Deporting, imprisoning, or otherwise ‘silencing’ activists that become too much of a nuisance is something we usually associate with despotic third world regimes, authoritarian emerging superpowers and paranoid one-party states, but it’s happening right here in the UK in 2015. When anyone falls victim to this abuse of state power it needs to be opposed by all those who want to carry on living in a democratic society; just the fact that these abuses are happening is worrying in itself, but when it happens to a friend it’s even more disturbing.
Hungarian-born 34-year-old Daniel Gardonyi has spent the last 4 years fighting austerity and social cleansing in London, successfully organising neighbourhoods in North and Central London and helping put on spectacular events to bring the community together. We worked together on many of these projects, and shared some of our finest moments and most difficult times.
He lives in perpetual protest on the Sweet’s Way Estate in Barnet, just one of many communities to fall victim to social cleansing in London. Now, after resisting the eviction of Mostofa, the last original resident on the estate, the Home Office has served Daniel a letter threatening deportation, despite having no criminal charges against him.
Daniel, Peter Phoenix and Mordecai planning an event at The Bohemia, a social center and entertainment venue in North Finchley.
Daniel is something of a local hero, well knit into the big woolly jumper of the Barnet community where he resides. We first met and briefly lived together in the aftermath of Occupy LSX, but it was in Barnet that we first seriously worked together, sleeping on the floor of a once-abandoned library by night, stocking shelves and stamping books by day.

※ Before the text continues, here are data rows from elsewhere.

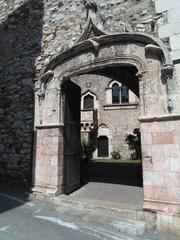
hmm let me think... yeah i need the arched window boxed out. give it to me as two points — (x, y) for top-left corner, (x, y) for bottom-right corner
(112, 83), (120, 103)
(107, 81), (130, 105)
(84, 94), (94, 109)
(121, 85), (129, 103)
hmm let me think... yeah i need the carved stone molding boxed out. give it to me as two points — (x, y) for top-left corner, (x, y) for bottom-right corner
(145, 44), (163, 55)
(161, 64), (174, 113)
(56, 54), (146, 86)
(36, 70), (54, 99)
(161, 64), (174, 83)
(139, 114), (180, 122)
(86, 39), (100, 56)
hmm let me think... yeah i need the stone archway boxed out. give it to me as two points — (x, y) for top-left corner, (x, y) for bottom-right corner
(32, 3), (180, 216)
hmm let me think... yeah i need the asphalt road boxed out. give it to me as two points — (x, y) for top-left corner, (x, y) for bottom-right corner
(0, 189), (178, 240)
(0, 190), (136, 240)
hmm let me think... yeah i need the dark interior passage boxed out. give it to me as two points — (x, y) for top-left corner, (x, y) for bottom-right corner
(80, 160), (143, 187)
(63, 65), (143, 196)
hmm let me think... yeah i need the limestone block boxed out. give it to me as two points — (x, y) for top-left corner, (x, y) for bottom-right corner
(144, 186), (177, 202)
(143, 171), (165, 187)
(155, 0), (180, 13)
(168, 7), (180, 23)
(170, 49), (180, 61)
(164, 172), (179, 188)
(50, 155), (58, 166)
(170, 157), (180, 172)
(158, 22), (180, 39)
(156, 214), (180, 237)
(141, 133), (152, 145)
(170, 34), (180, 51)
(152, 132), (174, 145)
(151, 145), (170, 172)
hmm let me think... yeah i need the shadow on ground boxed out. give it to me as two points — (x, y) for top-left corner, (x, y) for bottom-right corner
(0, 185), (31, 214)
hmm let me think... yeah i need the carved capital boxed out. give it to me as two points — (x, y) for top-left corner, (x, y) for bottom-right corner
(145, 44), (164, 61)
(87, 39), (100, 56)
(37, 89), (46, 99)
(34, 79), (41, 92)
(41, 70), (54, 83)
(36, 70), (54, 100)
(161, 64), (174, 82)
(136, 72), (143, 80)
(161, 65), (174, 113)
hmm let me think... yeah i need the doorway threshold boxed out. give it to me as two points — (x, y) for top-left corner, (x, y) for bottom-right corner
(68, 181), (143, 209)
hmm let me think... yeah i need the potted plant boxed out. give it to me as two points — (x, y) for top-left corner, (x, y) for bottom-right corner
(111, 150), (121, 160)
(82, 139), (93, 163)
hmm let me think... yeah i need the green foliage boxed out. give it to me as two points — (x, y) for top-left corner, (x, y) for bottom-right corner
(82, 139), (93, 160)
(125, 134), (139, 150)
(125, 132), (141, 160)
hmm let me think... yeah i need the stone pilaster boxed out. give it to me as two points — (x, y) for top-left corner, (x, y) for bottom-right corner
(140, 115), (180, 215)
(32, 125), (64, 196)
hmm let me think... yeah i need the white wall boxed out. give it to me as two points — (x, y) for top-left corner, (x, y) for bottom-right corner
(155, 0), (180, 113)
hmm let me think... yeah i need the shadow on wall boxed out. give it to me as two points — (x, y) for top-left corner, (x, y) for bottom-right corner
(0, 0), (44, 187)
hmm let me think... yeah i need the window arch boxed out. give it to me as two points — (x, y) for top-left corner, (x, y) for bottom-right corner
(81, 90), (98, 110)
(121, 85), (129, 103)
(84, 94), (94, 109)
(107, 81), (129, 104)
(112, 83), (120, 103)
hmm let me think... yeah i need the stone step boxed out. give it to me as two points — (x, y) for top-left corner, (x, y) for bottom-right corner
(52, 195), (156, 236)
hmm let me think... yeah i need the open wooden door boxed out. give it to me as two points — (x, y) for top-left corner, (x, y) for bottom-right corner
(62, 80), (81, 194)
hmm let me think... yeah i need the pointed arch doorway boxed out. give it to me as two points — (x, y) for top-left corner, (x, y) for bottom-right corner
(98, 136), (109, 158)
(32, 2), (180, 216)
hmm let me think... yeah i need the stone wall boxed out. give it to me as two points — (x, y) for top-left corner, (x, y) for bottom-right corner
(0, 0), (156, 184)
(0, 0), (44, 185)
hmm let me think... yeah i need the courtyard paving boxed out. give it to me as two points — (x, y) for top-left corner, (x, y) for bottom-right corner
(70, 181), (143, 209)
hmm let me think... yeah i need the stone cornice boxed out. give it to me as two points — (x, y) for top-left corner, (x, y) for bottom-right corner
(139, 114), (180, 122)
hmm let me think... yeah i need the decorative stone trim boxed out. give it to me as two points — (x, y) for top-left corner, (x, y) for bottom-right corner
(57, 55), (146, 84)
(104, 103), (139, 111)
(144, 198), (180, 206)
(160, 64), (174, 113)
(139, 114), (180, 122)
(35, 123), (64, 129)
(161, 64), (174, 83)
(46, 33), (171, 73)
(145, 44), (163, 57)
(36, 70), (54, 99)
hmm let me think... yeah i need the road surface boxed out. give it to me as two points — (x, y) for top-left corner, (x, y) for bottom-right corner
(0, 189), (178, 240)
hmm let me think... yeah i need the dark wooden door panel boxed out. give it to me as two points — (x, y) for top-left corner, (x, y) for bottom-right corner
(62, 80), (81, 194)
(98, 136), (109, 157)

The historic Friern Barnet library was shut down as part of the council’s austerity regime. The shelves lay bare, and the building was set to be flogged off to Tesco when a motley assortment of activists well versed in squatting law occupied the building. Danny was there almost from day one. Gradually, the local community, who had thought their beloved library gone for good, came to trust us, and every day they came for meetings, poetry readings, concerts and even a Q and A session with Will Self. Not to mention, lovely books.

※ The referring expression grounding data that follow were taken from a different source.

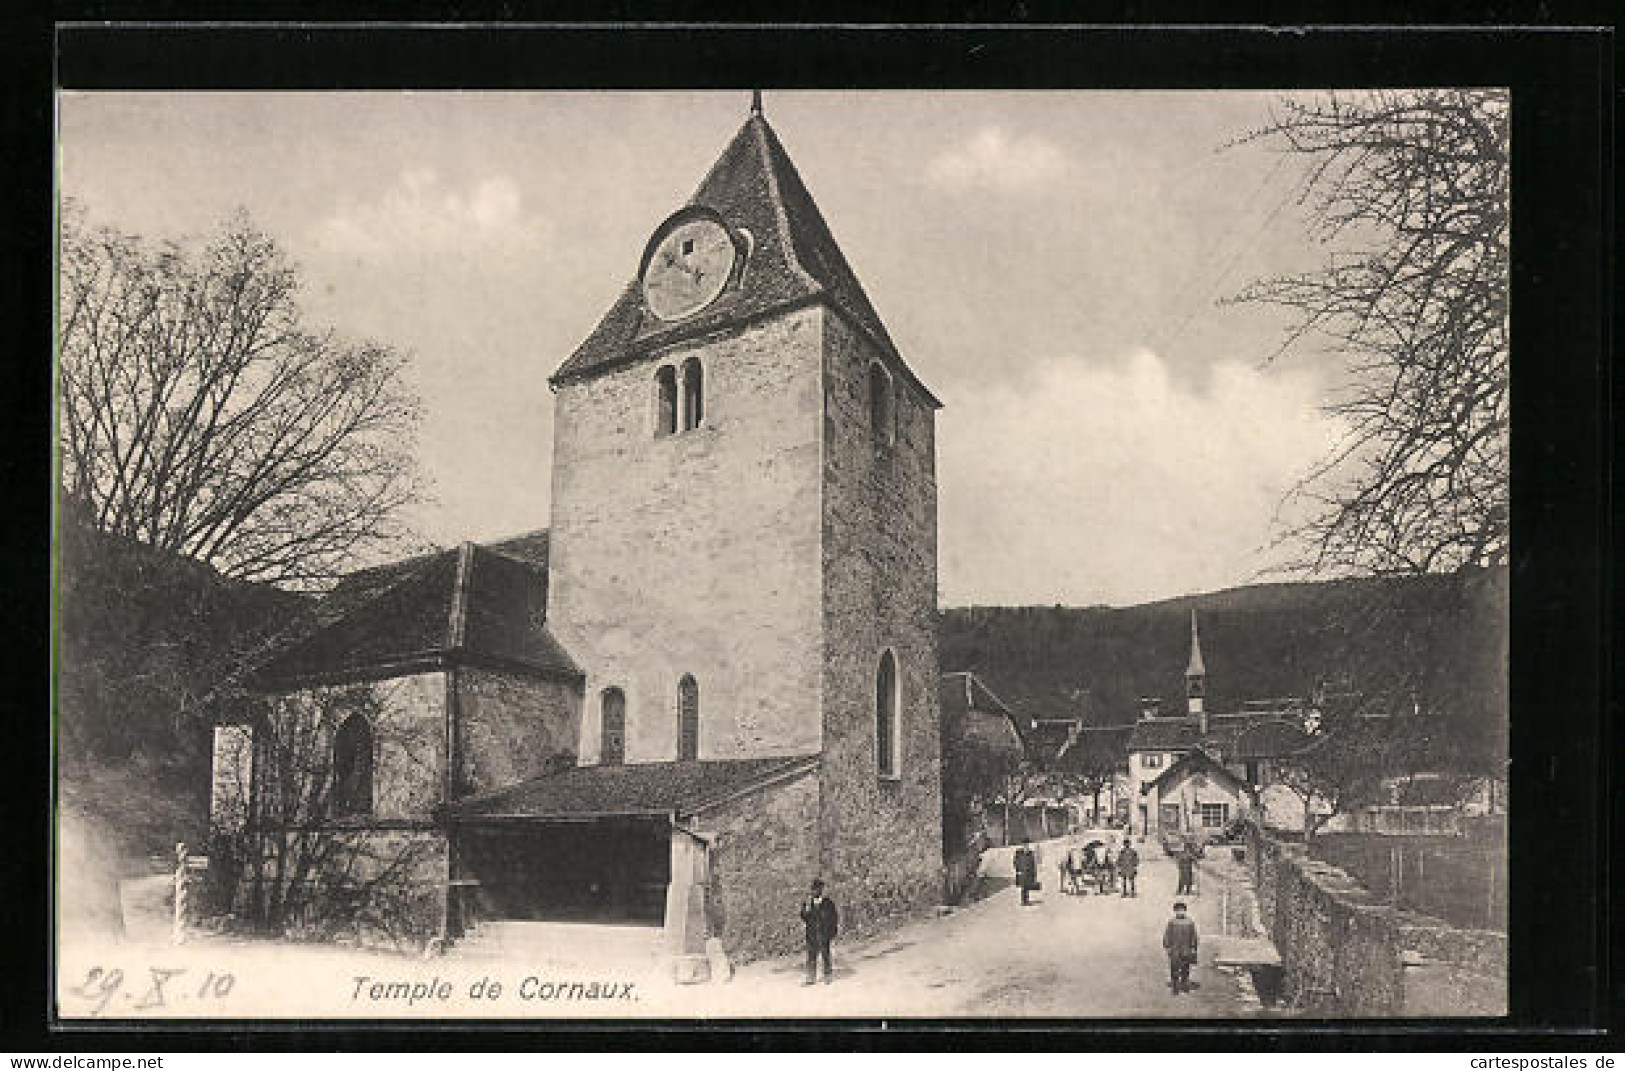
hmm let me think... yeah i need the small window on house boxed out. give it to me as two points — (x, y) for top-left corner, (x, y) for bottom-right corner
(331, 714), (374, 818)
(677, 674), (699, 761)
(869, 362), (894, 446)
(681, 357), (704, 431)
(875, 649), (900, 778)
(1200, 802), (1230, 829)
(601, 688), (626, 766)
(654, 366), (678, 437)
(1143, 753), (1163, 769)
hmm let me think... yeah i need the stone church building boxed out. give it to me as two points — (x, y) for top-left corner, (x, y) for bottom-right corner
(211, 99), (945, 963)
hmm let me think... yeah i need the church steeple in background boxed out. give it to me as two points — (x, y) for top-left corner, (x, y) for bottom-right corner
(750, 89), (763, 117)
(1186, 608), (1207, 731)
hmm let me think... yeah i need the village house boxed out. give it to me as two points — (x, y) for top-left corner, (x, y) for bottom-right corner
(1125, 610), (1312, 837)
(210, 96), (944, 966)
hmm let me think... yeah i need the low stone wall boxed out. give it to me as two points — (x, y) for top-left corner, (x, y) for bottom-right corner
(1246, 822), (1505, 1016)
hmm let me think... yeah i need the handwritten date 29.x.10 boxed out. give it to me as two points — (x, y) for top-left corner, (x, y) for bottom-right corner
(67, 965), (236, 1015)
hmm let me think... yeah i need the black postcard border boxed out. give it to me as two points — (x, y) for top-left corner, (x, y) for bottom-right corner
(2, 15), (1613, 1051)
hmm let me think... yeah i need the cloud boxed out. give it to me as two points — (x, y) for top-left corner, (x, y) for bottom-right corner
(937, 348), (1344, 606)
(925, 127), (1070, 194)
(310, 168), (544, 261)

After five months the council relented. They eventually revealed that they had ‘found’ the money from ‘somewhere’, and the library could officially reopen. Now, it’s run by a trust made up of locals, and it’s one of the most used libraries in the borough.
I credit Danny for a lot of the library’s success. It was impossible for the initially wary Barneteers not to warm to his relaxed and humorous manner, and without their energy, tenacity and committed involvement the shelves would now be stacked with Tesco bread, butter, and bacon, not books.
On the back of this success some of those living in the library formed a group that was at times variously known as Occupy Barnet, the Library Defenders, Barnet Bohemians and the Cat Hill Eco Warriors. Over the following years we would run community actions such as the ARC social centre, the hugely popular Our Bohemia, the Cat Hill Environmental protection camp in Enfield, the 12 Bar occupation in Soho, as well as an encamped protest outside the constituency office of Conservative MP Mike Freer.
And as the horrific knock-on effects of austerity became clear, Danny and the Barnet Bohemians would focus more and more on halting social cleansing in London.
Daniel has been protesting the social cleansing of London at Sweets Way since March. It’s just one of the many estate resistances that have happened across the city in recent years. Focus E15, Aylesbury Estate, Our West Hendon, New Era and the Guiness Trust Estate occupation, just to name a few, have all seen local residents and activists stand up against planned eviction.